As Nepal closed its border with India as part of COVID-19 measures, hundreds of Nepalese citizens trying to return home are left stranded on the border crossing between the two countries.

There are an estimated two million Nepalese citizens who work in India. And when the Nepal government shut down its border with India in a bid to halt the spread of the coronavirus, Nepalese nationals found themselves unable to return to their homes.

The fleeing Nepal citizens (mostly low-income workers) have found themselves stranded in border points at Nepal’s 1,700 km border with India. In normal circumstances, there is free-crossing between the two countries.

The mass exodus is a result of the sudden and strict measures taken by the Indian government last week.  India announced a 21-day lockdown on its 1.3 billion population last week, halting public transportation and asking people to remain indoors.

As a result, thousands of migrant workers from across the country (both Indian and foreign) were forced to walk home in large groups as they were faced with unemployment.

There have been reports of people swimming across the Mahakali river to reach Nepal, risking possible death rather than sleep on the ground on the other side of the border.
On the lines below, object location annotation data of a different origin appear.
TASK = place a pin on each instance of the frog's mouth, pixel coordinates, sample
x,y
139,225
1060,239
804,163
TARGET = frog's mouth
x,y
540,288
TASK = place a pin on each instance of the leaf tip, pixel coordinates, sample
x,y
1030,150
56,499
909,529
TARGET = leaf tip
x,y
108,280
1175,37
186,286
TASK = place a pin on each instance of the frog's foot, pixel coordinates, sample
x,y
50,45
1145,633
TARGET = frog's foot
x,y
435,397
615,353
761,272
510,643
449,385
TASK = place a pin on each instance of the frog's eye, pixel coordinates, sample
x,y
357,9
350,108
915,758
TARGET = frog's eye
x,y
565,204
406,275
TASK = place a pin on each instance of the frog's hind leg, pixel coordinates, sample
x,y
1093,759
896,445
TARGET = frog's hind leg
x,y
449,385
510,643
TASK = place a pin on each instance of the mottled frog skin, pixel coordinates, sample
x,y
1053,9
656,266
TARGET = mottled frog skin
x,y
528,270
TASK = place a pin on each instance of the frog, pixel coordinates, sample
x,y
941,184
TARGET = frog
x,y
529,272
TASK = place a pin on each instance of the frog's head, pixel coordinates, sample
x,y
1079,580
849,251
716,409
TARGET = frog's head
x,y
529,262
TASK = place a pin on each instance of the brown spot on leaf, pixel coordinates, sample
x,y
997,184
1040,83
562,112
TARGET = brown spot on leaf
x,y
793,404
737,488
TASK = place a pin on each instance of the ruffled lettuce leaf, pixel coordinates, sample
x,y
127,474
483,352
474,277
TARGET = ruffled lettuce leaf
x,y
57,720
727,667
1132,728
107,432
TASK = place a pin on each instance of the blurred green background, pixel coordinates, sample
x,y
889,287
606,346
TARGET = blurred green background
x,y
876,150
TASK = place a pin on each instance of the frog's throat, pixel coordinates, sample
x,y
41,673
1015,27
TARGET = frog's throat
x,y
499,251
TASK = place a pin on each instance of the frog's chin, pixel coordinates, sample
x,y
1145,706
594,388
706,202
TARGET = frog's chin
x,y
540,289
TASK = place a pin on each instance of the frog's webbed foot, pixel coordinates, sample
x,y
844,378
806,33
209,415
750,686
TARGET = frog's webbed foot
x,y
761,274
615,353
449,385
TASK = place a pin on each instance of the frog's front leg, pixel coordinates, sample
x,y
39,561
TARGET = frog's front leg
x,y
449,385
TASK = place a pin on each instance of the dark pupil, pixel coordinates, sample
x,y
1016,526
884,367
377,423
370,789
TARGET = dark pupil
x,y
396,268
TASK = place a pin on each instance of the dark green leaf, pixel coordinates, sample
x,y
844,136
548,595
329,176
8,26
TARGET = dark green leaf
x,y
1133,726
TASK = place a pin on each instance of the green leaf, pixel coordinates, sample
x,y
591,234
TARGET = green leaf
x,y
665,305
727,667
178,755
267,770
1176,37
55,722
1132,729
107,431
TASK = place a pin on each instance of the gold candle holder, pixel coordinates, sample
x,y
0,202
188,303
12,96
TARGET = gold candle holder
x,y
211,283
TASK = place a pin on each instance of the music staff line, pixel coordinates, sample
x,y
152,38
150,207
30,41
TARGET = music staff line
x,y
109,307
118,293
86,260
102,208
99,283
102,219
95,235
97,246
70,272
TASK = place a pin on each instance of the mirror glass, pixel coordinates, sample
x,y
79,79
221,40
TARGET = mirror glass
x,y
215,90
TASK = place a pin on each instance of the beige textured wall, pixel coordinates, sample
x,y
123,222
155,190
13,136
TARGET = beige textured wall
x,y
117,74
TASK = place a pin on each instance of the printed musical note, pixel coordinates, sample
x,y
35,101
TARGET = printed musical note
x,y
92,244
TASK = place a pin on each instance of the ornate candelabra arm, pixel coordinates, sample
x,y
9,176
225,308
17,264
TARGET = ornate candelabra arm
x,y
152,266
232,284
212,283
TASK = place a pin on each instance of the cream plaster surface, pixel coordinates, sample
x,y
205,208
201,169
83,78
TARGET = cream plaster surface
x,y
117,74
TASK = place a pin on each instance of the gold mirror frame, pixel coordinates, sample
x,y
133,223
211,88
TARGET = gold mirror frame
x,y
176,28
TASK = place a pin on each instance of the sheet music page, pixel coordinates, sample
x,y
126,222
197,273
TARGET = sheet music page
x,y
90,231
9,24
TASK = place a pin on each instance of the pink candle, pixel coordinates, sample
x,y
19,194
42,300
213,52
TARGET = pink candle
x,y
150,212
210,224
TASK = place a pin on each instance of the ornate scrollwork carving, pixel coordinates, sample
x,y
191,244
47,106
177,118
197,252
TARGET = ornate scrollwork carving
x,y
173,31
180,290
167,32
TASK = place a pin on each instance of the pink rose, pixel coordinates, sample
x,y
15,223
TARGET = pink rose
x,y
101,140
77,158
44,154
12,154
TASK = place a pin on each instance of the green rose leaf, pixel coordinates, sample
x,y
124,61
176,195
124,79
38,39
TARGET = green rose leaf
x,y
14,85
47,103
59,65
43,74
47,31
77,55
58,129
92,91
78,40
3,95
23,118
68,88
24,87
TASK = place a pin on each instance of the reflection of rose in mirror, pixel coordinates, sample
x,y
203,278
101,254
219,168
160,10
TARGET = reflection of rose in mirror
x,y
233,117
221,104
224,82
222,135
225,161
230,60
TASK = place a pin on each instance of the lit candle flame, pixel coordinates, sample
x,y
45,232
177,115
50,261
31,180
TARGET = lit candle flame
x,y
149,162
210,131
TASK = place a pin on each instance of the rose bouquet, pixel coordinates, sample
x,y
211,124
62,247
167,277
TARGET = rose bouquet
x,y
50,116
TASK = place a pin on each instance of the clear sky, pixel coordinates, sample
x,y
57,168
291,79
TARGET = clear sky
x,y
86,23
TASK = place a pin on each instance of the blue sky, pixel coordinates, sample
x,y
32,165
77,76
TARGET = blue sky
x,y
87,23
The Nepalese authorities have announced that the borders will remain closed for at least another week, and anyone who does cross into Nepal has to quarantine for a period of 14 days.

Nepalese media have reported that some local government authorities have resorted to painting red X’s on the houses of those who have recently returned from abroad, which leads to stigma within the community as they are perceived (even if it is wrongly so) as “disease carriers”.

As of the end of March, there have only been five reported cases of the COVID-19 in Nepal, but the real figure is thought to be higher due to the small number of tests which have been conducted so far. The government imposed preventative measures shortly after the second reported case.